Last night I went to see King Lear at Theater for a New Audience. An extra treat, as it was my first time attending their lovely new Brooklyn performance space (verdict: looks great; I love the double balcony). I went to see it because I’ve decided to completely buy in to the #yearoflear marketing ploy and go see that great tragedy as many times as possible this year. I’ve already seen Frank Langella at BAM, and bought a ticket to the screening of the Simon Russell Beale London production in a few weeks. Plus I’m hoping to see John Lithgow Shakespeare in the Park, and, erm, I think there’s another one this fall.

All this to say last night was my second out of five Lears this year. It was a thoughtful, clear production (Arin Arbus directs), and Michael Pennington was a composed Lear. (My pull quote: An intelligent Lear in an intelligent production from an intelligent theater company.) But if I’m going to be truthful I have to say that I had trouble keeping my eyes open. To begin with, it was loooong. 3 hours, 15 minutes; the first act alone was 1 hour 45 minutes. (I think this production could have done with two intermissions.) And the production never ignited the way the BAM one did a few weeks ago. I usually laugh at Edmund’s two-timing Goneril and Regan, and the Fool’s witticisms, but neither I nor many others in the audience seemed to respond much to what was onstage. Perhaps we were just a quiet bunch. But not until Gloucester’s eyes get plucked out (oh that scene is so gross) was I really sitting up and taking notice. The rest of the time, I let the verse wash over me like a lullaby.
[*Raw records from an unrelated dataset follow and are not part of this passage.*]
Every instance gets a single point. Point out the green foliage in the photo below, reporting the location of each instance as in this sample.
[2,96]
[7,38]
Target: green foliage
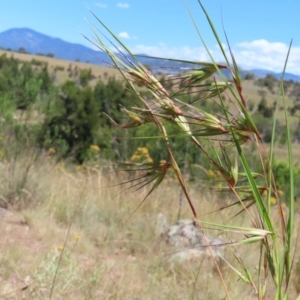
[85,76]
[72,122]
[281,171]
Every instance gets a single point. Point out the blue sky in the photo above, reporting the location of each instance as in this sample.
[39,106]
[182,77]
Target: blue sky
[259,31]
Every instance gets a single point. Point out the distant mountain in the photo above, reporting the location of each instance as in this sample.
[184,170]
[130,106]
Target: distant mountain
[37,43]
[263,73]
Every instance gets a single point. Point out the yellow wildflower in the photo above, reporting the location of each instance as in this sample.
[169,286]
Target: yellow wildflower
[273,200]
[95,148]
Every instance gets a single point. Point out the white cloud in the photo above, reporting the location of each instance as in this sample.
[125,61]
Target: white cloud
[257,54]
[101,5]
[267,55]
[124,35]
[123,5]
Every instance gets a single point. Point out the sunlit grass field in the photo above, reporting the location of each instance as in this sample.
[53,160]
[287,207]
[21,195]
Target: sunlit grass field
[71,236]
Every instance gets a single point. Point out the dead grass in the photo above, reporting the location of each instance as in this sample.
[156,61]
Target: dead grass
[62,66]
[109,253]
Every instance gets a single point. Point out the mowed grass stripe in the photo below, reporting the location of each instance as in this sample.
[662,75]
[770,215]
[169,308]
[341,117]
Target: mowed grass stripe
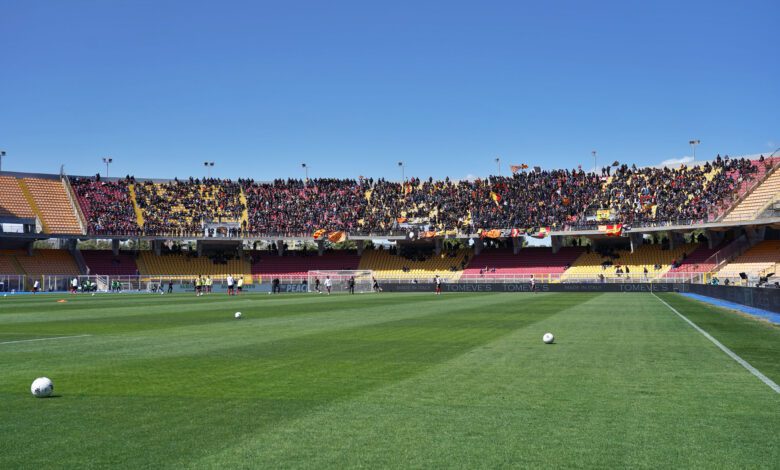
[754,340]
[621,388]
[258,387]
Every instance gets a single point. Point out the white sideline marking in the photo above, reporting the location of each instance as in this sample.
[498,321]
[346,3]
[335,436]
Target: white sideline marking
[43,339]
[726,350]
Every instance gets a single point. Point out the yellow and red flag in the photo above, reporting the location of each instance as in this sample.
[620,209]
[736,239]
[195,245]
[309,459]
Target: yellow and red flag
[337,237]
[319,233]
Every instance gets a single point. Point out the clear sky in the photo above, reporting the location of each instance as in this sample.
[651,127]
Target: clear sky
[351,88]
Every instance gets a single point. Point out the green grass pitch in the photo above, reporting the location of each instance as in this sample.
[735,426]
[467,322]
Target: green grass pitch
[386,380]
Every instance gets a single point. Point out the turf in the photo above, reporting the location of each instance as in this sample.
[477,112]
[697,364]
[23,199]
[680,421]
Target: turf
[389,380]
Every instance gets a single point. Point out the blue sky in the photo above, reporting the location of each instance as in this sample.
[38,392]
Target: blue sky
[351,88]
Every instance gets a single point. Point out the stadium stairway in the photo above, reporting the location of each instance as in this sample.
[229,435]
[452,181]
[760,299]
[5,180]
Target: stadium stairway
[139,217]
[52,204]
[271,265]
[26,193]
[536,261]
[755,202]
[386,265]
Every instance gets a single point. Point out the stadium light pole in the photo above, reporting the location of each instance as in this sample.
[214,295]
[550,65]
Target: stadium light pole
[693,144]
[107,161]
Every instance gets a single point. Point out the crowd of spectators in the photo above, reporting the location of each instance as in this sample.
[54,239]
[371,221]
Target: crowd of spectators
[185,207]
[527,199]
[106,205]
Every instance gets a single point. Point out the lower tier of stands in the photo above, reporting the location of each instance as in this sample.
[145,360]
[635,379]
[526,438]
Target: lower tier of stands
[387,265]
[104,262]
[271,265]
[759,260]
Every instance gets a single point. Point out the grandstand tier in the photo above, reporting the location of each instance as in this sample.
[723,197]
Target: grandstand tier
[502,262]
[104,262]
[270,265]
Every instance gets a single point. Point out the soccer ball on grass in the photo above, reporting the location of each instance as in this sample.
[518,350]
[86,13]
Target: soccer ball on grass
[41,387]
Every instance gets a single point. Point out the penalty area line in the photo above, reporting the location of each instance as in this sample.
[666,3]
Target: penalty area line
[726,350]
[42,339]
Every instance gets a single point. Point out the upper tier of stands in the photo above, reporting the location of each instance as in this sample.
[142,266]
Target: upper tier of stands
[181,207]
[537,260]
[106,205]
[13,202]
[104,262]
[53,205]
[294,265]
[557,198]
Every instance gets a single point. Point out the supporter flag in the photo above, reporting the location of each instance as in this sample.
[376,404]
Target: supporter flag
[494,233]
[612,230]
[319,233]
[337,237]
[541,232]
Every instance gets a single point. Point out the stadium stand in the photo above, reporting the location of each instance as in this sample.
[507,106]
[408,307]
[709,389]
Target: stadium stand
[13,203]
[182,207]
[754,262]
[502,262]
[696,262]
[386,265]
[53,205]
[106,205]
[46,262]
[103,262]
[290,265]
[751,206]
[613,264]
[181,265]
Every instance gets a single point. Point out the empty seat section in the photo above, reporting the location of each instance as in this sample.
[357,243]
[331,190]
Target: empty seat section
[298,266]
[756,261]
[656,260]
[105,263]
[390,266]
[502,262]
[183,266]
[47,262]
[12,200]
[54,205]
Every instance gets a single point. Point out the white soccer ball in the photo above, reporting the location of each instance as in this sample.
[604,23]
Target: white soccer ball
[42,387]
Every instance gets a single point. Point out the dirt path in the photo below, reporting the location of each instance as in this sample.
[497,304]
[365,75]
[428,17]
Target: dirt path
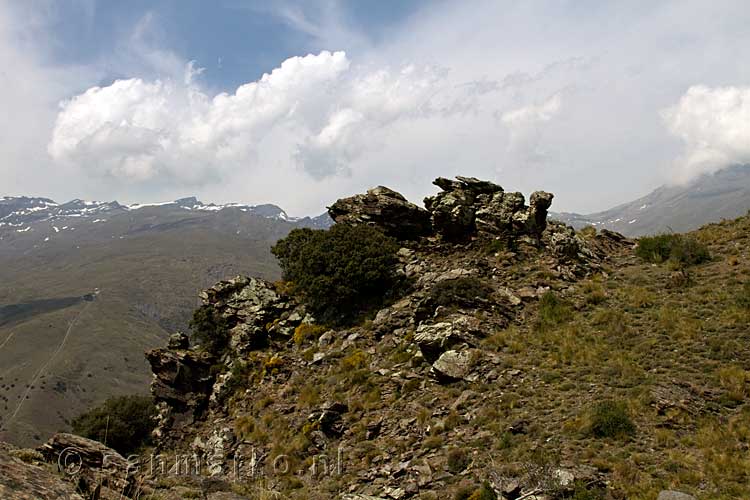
[41,370]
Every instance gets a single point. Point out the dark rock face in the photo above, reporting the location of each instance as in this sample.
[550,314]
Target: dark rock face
[181,385]
[385,209]
[468,206]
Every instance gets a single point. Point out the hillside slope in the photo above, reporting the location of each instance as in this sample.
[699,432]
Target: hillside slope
[86,287]
[711,198]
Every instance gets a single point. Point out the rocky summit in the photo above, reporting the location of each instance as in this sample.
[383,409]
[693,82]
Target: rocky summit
[520,359]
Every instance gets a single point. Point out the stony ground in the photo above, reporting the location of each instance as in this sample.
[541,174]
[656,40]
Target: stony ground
[560,368]
[671,346]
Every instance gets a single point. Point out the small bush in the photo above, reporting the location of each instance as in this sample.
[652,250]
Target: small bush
[553,311]
[340,273]
[458,460]
[688,251]
[210,329]
[610,419]
[484,492]
[355,361]
[677,248]
[460,291]
[306,332]
[123,423]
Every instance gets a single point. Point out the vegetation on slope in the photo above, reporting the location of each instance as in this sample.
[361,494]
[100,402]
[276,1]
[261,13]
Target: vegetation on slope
[123,423]
[628,372]
[340,272]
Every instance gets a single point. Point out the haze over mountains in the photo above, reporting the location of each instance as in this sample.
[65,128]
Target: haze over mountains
[709,198]
[86,287]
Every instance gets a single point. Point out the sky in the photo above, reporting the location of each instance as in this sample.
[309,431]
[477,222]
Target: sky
[299,103]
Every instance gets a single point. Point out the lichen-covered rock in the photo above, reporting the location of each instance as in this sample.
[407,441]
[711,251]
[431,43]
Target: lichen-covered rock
[454,365]
[181,385]
[385,209]
[469,206]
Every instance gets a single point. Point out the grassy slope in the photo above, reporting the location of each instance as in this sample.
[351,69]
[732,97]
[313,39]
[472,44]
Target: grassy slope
[149,281]
[677,356]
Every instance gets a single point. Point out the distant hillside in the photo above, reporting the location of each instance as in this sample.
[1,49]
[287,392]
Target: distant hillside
[711,198]
[86,287]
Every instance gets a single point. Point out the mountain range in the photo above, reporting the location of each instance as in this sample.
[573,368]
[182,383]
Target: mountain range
[85,286]
[678,208]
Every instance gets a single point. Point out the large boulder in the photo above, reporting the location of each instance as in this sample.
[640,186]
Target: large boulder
[453,210]
[385,209]
[181,385]
[454,365]
[469,206]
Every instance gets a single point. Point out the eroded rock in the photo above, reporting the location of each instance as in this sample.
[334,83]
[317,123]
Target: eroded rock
[383,208]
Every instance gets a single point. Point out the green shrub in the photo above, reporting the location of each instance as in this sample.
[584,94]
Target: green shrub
[339,273]
[123,423]
[306,332]
[677,248]
[611,419]
[459,291]
[553,311]
[484,492]
[458,460]
[210,329]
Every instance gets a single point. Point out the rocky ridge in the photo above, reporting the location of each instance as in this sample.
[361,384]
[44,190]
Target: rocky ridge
[417,401]
[472,230]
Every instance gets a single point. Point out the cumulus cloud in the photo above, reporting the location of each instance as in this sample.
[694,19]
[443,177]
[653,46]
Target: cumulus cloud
[714,124]
[319,108]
But I still think it was mostly my own fault. I’d been out late the night before celebrating my birthday and to be honest, I was operating on just a few hours sleep. I’m no Shakespeare expert, but I have seen enough of his plays to know that if you aren’t feeling sharp that day, you’re unlikely to appreciate it much. In fact, I generally try to book tickets for matinees if I’m going to see Shakespeare. Daytime Julia is always a little more appreciative of that stuff than nighttime Julia.

Moral of the story: please learn from my mistakes (though I never seem to). Those with hangovers shouldst not attend Shakespeare plays. Julia, thou shouldst not have been old before thou hadst been wise.